This is the phrase Google uses to warm up the beginning three emails to me about something a little less faux personable: a vestigial email account of a doomed startup being “targeted for deletion.”
There is no one “looking”, this is an automated email. If they had looked, the appearance would not merely resemble someone that hadn’t logged in. The algorithm that generated this email “knows”, with a certitude that borders on the absolute, I have not accessed the failed startup gmail account in question in the last sixty days.
Product marketers in tech have made large strides away from adopting by default language that sounded like it came from commented code. Though as the rest of the targeted for deletion email shows, it’s hard to expunge this instinct entirely. There are a series of If-then statements about choices I can make.
The faux looking is made all the more absurd since the language is used in each of the three notices I’ve gotten on the matter.
Does the daft personality make us trust Google more or less? I think less. There were alternate routes to achieve this end. Something like:
“Hey, do you want to keep the account x you haven’t used since [Month/Year]? If so, please log in again soon.
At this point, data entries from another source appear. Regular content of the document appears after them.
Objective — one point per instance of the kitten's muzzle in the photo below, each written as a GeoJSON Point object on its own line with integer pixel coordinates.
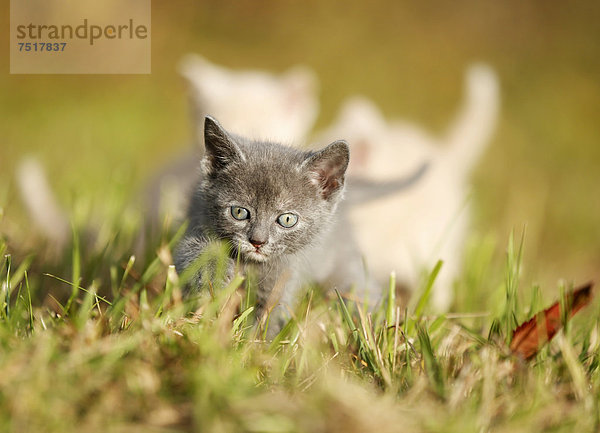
{"type": "Point", "coordinates": [257, 243]}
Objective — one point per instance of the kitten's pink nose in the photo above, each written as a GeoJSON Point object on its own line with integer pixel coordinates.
{"type": "Point", "coordinates": [257, 243]}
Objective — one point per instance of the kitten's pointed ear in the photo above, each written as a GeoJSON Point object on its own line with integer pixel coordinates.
{"type": "Point", "coordinates": [220, 147]}
{"type": "Point", "coordinates": [327, 168]}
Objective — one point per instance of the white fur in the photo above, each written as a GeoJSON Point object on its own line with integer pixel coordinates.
{"type": "Point", "coordinates": [259, 104]}
{"type": "Point", "coordinates": [409, 231]}
{"type": "Point", "coordinates": [41, 204]}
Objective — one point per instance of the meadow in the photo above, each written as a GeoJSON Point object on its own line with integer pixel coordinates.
{"type": "Point", "coordinates": [96, 339]}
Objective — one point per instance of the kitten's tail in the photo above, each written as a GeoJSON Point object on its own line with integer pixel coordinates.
{"type": "Point", "coordinates": [44, 211]}
{"type": "Point", "coordinates": [475, 123]}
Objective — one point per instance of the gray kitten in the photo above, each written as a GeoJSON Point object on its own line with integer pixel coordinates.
{"type": "Point", "coordinates": [276, 208]}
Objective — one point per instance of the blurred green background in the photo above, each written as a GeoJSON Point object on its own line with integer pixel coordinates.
{"type": "Point", "coordinates": [542, 168]}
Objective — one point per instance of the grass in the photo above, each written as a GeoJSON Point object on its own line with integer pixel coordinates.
{"type": "Point", "coordinates": [100, 340]}
{"type": "Point", "coordinates": [114, 347]}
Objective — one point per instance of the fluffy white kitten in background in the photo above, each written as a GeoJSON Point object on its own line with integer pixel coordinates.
{"type": "Point", "coordinates": [409, 231]}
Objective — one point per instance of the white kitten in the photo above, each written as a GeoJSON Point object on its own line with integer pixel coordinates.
{"type": "Point", "coordinates": [409, 231]}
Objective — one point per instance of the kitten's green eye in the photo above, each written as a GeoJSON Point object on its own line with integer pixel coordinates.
{"type": "Point", "coordinates": [287, 220]}
{"type": "Point", "coordinates": [240, 213]}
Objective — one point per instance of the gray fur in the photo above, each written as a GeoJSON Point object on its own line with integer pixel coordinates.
{"type": "Point", "coordinates": [270, 179]}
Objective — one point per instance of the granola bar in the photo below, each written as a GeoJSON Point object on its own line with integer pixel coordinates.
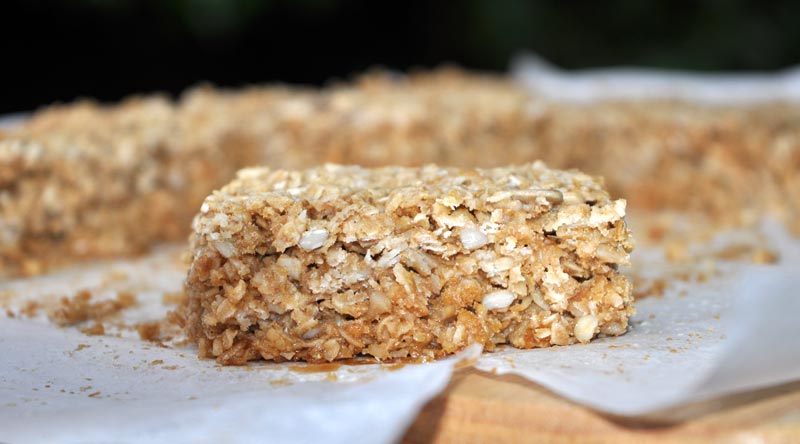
{"type": "Point", "coordinates": [85, 181]}
{"type": "Point", "coordinates": [340, 261]}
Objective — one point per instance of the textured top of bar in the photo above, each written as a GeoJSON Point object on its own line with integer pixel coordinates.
{"type": "Point", "coordinates": [266, 211]}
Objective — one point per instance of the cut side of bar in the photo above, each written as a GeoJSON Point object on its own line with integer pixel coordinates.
{"type": "Point", "coordinates": [341, 261]}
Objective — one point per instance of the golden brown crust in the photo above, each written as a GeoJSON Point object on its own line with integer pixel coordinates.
{"type": "Point", "coordinates": [334, 262]}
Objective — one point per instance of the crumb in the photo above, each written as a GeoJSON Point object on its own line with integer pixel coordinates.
{"type": "Point", "coordinates": [31, 309]}
{"type": "Point", "coordinates": [79, 308]}
{"type": "Point", "coordinates": [96, 329]}
{"type": "Point", "coordinates": [149, 331]}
Deleting unused accounts helps keep our costs down for other users.”
The “soon” would work better than the deadline. A deadline is avoidable, soon is something I’m more likely to take action on anyway, if that was the goal. This is something brands like Southwest Airlines manage to do with ease, and tech could use more of those marketers.
I also suspect they don’t ever really delete this data (unless this is some new regulatory thing.) That’s what these emails really look like to me.